Paph. parishii. Took "Best of Show" with one in Toronto many years ago.


----------



## SlipperFan (Feb 10, 2016)

Whichever one I have in bloom.  Right now, it is philippinense.


----------



## Paphman910 (Feb 10, 2016)

Adductum, anitum, stonei, roth, sanderianum .... etc

As long as they are warm growers!


----------



## Justin (Feb 10, 2016)

I am also very fond of lowii...


----------



## Carkin (Feb 10, 2016)

Thanks for sharing your favs! So far I only have two multiflorals but would like to get more. Shin-Yi's Pride and praestans. Both are still too young to bloom.

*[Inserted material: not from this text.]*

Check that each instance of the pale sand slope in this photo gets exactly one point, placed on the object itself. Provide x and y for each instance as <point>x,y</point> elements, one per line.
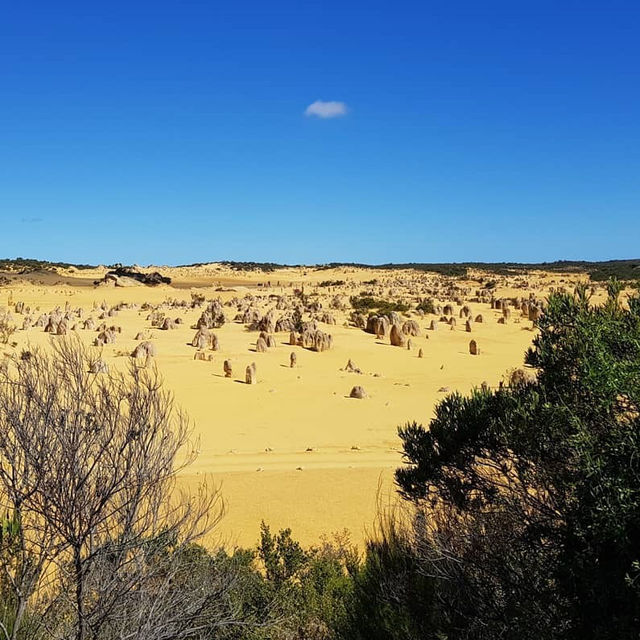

Sent from my iPhone using Tapatalk


----------



## bigleaf (Feb 10, 2016)

Paphiopedilum Wössner Black Wings GM/TPS - I took a picture April 2015 in Taiwan. Huge plant. I would make space for a plant like this.


----------



## Carkin (Feb 10, 2016)

Woweeee...that is stunning!!!


Sent from my iPhone using Tapatalk


----------



## troy (Feb 10, 2016)

Kolopakingii × randsii very very fragrant


----------



## Kostas (Feb 11, 2016)

Paphiopedilum anitum for me


----------



## phraggy (Feb 11, 2016)

I'd go for Prince Edward of York followed by supardii and then Chui Hua Dancer.

Ed


----------



## SFLguy (Feb 11, 2016)

I would love to get one of those multifloral niveum. I remember seeing a picture of one with four blooms on it!


----------



## SFLguy (Feb 11, 2016)

But you may not be counting that as multifloral, they don't always do that


----------



## SlipperKing (Feb 11, 2016)

Carkin said:


> Thanks for sharing your favs! So far I only have two multiflorals but would like to get more. Shin-Yi's Pride and praestans. Both are still too young to bloom.
> 
> 
> Sent from my iPhone using Tapatalk


If your Shin-Yi Pride turns out to be, what I concern nice (see below), then you'll have something nice.


----------



## Carkin (Feb 11, 2016)

Oh, boy...I sure hope mine turns out like that!!!!
Is that one of yours?


Sent from my iPhone using Tapatalk


----------



## paphioland (Feb 11, 2016)

Booth's Stone lady or roth or stonei. A really nice philippinense var roebelenii not to far behind.


----------



## Ozpaph (Feb 11, 2016)

that WBWs is stunning.
Roths and anitum hybrids do it for me.
I love collecting good St Swithins.


----------



## troy (Feb 11, 2016)

Holy begeezus thats a nice shin yi pride!!!


----------



## orchidman77 (Feb 12, 2016)

Can I just say all of them? I don't think I can choose one or even a handful...


----------



## Carkin (Feb 12, 2016)

orchidman77 said:


> Can I just say all of them? I don't think I can choose one or even a handful...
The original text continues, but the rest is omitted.